Eine Ordnungsverfügung nach § 2a Abs. 3 StVG, die die Entziehung der Fahrerlaubnis zur Folge hat, ist rechtmäßig, wenn die Teilnahme an einem Aufbauseminar wegen eines Verstoßes in der Probezeit (z. B. Rotlichtverstoß) angeordnet wurde und keine Teilnahmebescheinigung vorgelegt wird.
Berufliche Gründe begründen ohne gesetzliche Ausnahme keine Befreiung von der Pflicht zur Teilnahme an einem nach § 2a StVG angeordneten Aufbauseminar.
Im vorläufigen Rechtsschutzverfahren kann das Verwaltungsgericht zur summarischen Beurteilung die Ausführungen der angefochtenen Verfügung heranziehen und ihnen gemäß § 117 Abs. 5 VwGO folgen.
Tenor
Der Antrag wird auf Kosten des Antragstellers abgelehnt.

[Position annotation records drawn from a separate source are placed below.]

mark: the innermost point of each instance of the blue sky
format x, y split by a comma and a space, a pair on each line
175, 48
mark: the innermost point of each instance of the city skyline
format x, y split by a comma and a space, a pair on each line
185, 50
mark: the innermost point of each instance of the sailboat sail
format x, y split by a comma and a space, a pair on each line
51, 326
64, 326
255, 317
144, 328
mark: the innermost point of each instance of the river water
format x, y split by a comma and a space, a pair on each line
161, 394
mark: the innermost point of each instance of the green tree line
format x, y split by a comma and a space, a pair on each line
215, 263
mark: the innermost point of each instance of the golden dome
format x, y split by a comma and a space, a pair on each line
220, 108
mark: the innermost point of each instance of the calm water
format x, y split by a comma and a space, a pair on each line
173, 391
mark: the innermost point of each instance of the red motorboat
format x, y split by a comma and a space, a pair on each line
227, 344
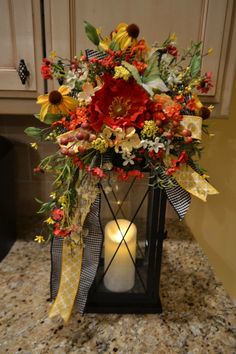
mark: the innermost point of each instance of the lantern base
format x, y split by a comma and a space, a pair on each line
127, 308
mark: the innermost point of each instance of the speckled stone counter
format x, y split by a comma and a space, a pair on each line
198, 316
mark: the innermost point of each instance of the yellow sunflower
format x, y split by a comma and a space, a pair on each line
56, 102
126, 35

Der Streitwert wird auf 2.500 EUR festgesetzt.
Gründe
Der sinngemäß gestellte Antrag,
die aufschiebende Wirkung der Klage 7 K 259/08 des Antragstellers gegen die Ordnungsverfügung des Antragsgegners vom 4. Januar 2008 anzuordnen,
ist gemäß § 80 Abs. 5 Satz 1 der Verwaltungsgerichtsordnung - VwGO - zulässig, aber unbegründet. Die im Rahmen des vorläufigen Rechtsschutzverfahrens vorzunehmende Interessenabwägung fällt zu Lasten des Antragstellers aus. Es spricht bei der gebotenen summarischen Prüfung alles dafür, dass die angefochtene Ordnungsverfügung, mit der dem Antragsteller die Fahrerlaubnis gemäß § 2a Abs. 3 Straßenverkehrsgesetz (StVG) entzogen worden ist, weil er an einem angeordneten Aufbauseminar für Fahranfänger nicht teilgenommen hat, rechtmäßig ist. Insoweit wird zur Vermeidung von Wiederholungen Bezug genommen auf die Gründe der Verfügung des Antragsgegners, denen die Kammer folgt (§ 117 Abs. 5 VwGO). Wegen eines Rotlichtverstoßes innerhalb der Probezeit ist die Teilnahme an einem Aufbauseminar gemäß § 2a Abs. 2 Nr. 1 StVG zu Recht angeordnet worden. Der Antragsteller hat offenbar bislang kein Seminar besucht, jedenfalls eine Teilnahmebescheinigung nicht vorlegt. Die jetzt behaupteten beruflichen Gründe sind demgegenüber unbeachtlich.
Die Kostenentscheidung beruht auf § 154 Abs. 1 VwGO; die Streitwertfestsetzung folgt aus § 53 Abs. 3 Nr. 2 i. V. m. § 52 Abs. 1 des Gerichtskostengesetzes und entspricht der Praxis bei Streitigkeiten um die Fahrerlaubnis der Klasse B.